We are working on AI models that integrate these different data streams natively and, very important to us, can report how confident they are about their predictions. Instead of a single number, the system can say: “Based on this woman’s imaging, her family history, and her trajectory over the past ten years, her five‑year risk is X, with uncertainty Y, and the features in the image that drive that prediction are these.” That kind of output is what lets a radiologist trust AI as a partner, rather than as a black box.
The same logic — multimodal integration, calibrated uncertainty, explainability — applies to neurodegeneration, to ciliopathies, and to many other diseases where, today, we underuse the data we have or could decide to acquire.
What kind of people do you want to attract to your Programme? Which scientific skills, but also which attitudes, will be key to building the team?
On the skills side, we are looking for strong AI and machine learning foundations — modern deep learning, probabilistic modelling, optimisation, causal inference — paired with real biomedical curiosity. We also need outstanding research software engineers: people for whom building robust, open, reusable tools is a craft, not an afterthought.
On attitude, three things matter to me. First, intellectual generosity: the willingness to spend time understanding a collaborator’s data before reaching for a model. Second, patience: meaningful biomedical AI does not always produce a paper every six months, and we are working on a longer horizon. Third, a builder’s mindset: people who care that their work is not just published but actually used by others. If those three things describe you, you will fit in here, regardless of which discipline you come from.
I have recently put the “mindset” we live by into 20 ISMs. If you are interested, check them out!

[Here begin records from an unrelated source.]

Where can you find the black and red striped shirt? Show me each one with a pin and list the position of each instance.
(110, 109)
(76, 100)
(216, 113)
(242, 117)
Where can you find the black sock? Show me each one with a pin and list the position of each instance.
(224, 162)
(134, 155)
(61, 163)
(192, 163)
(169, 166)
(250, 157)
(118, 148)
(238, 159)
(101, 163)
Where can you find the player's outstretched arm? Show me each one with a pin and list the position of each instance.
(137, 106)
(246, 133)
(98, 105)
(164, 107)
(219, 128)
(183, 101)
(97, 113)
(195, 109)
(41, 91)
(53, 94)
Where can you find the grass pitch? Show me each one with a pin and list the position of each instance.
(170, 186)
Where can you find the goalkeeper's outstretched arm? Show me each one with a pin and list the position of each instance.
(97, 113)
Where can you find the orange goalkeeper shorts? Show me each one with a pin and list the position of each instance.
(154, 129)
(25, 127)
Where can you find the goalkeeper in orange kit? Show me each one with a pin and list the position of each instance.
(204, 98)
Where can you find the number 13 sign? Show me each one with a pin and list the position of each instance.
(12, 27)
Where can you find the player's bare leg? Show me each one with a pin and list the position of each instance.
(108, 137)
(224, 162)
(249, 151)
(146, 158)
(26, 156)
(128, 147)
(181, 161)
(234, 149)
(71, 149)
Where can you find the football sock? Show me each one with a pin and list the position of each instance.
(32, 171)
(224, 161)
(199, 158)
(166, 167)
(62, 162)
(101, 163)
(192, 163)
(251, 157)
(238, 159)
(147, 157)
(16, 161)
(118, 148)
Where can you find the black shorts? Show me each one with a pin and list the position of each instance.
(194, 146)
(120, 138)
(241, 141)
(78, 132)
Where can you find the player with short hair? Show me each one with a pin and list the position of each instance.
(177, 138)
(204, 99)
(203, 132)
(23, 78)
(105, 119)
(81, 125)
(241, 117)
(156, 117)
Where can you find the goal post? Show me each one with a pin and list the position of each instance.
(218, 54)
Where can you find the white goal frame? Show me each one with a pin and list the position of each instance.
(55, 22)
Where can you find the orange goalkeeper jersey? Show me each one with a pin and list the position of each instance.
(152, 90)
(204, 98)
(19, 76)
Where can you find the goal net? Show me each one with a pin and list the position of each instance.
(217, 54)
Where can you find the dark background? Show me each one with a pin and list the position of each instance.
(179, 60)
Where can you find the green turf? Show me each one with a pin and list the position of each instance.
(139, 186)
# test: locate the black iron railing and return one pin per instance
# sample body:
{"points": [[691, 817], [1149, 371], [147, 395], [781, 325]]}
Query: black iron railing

Looking ahead, if we met again in five years’ time, what result, change or new capability would you hope this Programme had made possible, for HT and for the wider scientific community?

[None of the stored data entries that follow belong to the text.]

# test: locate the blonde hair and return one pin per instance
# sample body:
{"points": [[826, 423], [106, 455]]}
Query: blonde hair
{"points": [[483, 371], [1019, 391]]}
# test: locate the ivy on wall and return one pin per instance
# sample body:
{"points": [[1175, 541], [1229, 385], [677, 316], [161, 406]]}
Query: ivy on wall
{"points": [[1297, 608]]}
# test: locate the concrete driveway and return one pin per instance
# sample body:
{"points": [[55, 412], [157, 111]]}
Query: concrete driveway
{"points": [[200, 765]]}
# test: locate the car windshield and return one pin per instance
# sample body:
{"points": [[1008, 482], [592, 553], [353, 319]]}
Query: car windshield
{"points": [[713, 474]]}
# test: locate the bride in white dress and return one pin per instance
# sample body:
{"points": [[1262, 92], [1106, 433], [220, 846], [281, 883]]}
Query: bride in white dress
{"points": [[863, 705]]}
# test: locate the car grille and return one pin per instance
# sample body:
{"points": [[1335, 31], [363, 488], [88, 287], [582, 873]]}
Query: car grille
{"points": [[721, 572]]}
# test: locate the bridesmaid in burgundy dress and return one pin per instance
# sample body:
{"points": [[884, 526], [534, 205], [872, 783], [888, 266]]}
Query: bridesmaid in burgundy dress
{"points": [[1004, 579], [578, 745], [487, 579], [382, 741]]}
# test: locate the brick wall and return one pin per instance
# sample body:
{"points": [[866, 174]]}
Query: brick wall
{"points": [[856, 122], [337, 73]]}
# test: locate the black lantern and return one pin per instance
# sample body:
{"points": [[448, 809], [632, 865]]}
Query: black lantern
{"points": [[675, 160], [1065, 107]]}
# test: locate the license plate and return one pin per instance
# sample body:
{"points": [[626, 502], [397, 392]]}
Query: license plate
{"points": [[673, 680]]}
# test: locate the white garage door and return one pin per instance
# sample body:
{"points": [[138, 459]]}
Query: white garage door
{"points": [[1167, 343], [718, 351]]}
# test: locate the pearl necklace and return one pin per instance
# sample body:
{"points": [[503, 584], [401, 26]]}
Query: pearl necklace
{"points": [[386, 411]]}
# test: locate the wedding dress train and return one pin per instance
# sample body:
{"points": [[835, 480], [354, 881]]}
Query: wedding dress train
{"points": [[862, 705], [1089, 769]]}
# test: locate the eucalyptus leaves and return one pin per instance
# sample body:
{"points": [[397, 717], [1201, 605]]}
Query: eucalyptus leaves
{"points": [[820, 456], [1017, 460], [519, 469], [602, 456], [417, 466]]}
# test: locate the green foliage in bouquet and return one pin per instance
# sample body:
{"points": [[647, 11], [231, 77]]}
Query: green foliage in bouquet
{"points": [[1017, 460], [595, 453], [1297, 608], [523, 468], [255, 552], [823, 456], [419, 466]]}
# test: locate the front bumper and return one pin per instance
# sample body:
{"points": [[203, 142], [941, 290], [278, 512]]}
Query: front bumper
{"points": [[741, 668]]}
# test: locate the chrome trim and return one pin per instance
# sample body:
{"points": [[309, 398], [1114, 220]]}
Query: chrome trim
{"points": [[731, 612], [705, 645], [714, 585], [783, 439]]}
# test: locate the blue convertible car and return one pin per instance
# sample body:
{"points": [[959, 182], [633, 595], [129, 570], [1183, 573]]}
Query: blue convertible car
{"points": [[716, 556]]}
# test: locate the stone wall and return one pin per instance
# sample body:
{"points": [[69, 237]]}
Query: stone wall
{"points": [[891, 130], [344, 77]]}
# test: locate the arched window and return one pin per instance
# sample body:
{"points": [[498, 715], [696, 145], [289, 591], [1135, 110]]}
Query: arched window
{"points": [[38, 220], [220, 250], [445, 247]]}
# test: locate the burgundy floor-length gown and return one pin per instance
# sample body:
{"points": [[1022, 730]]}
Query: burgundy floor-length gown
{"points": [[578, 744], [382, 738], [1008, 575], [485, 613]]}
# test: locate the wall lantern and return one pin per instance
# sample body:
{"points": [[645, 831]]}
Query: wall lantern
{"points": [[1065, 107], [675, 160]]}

I would like to be able to point to two kinds of impact.
First, on the science. In at least one disease area — most plausibly breast cancer risk, or maybe a ciliopathy — our multimodal, uncertainty‑aware models should be part of a working pipeline that has changed how the question is approached, both inside HT and beyond. Not as a demo, but as part of how scientists and clinicians do their work.
Second, on the ecosystem. I hope to see a set of open, well‑engineered AI tools used routinely by labs across Europe and beyond. Used because they are good, and because they enable real research. If, five years from now, a researcher in Milan, Munich, Madrid, or Mumbai is solving a biological problem with a method or tool built by us, then we have done our job.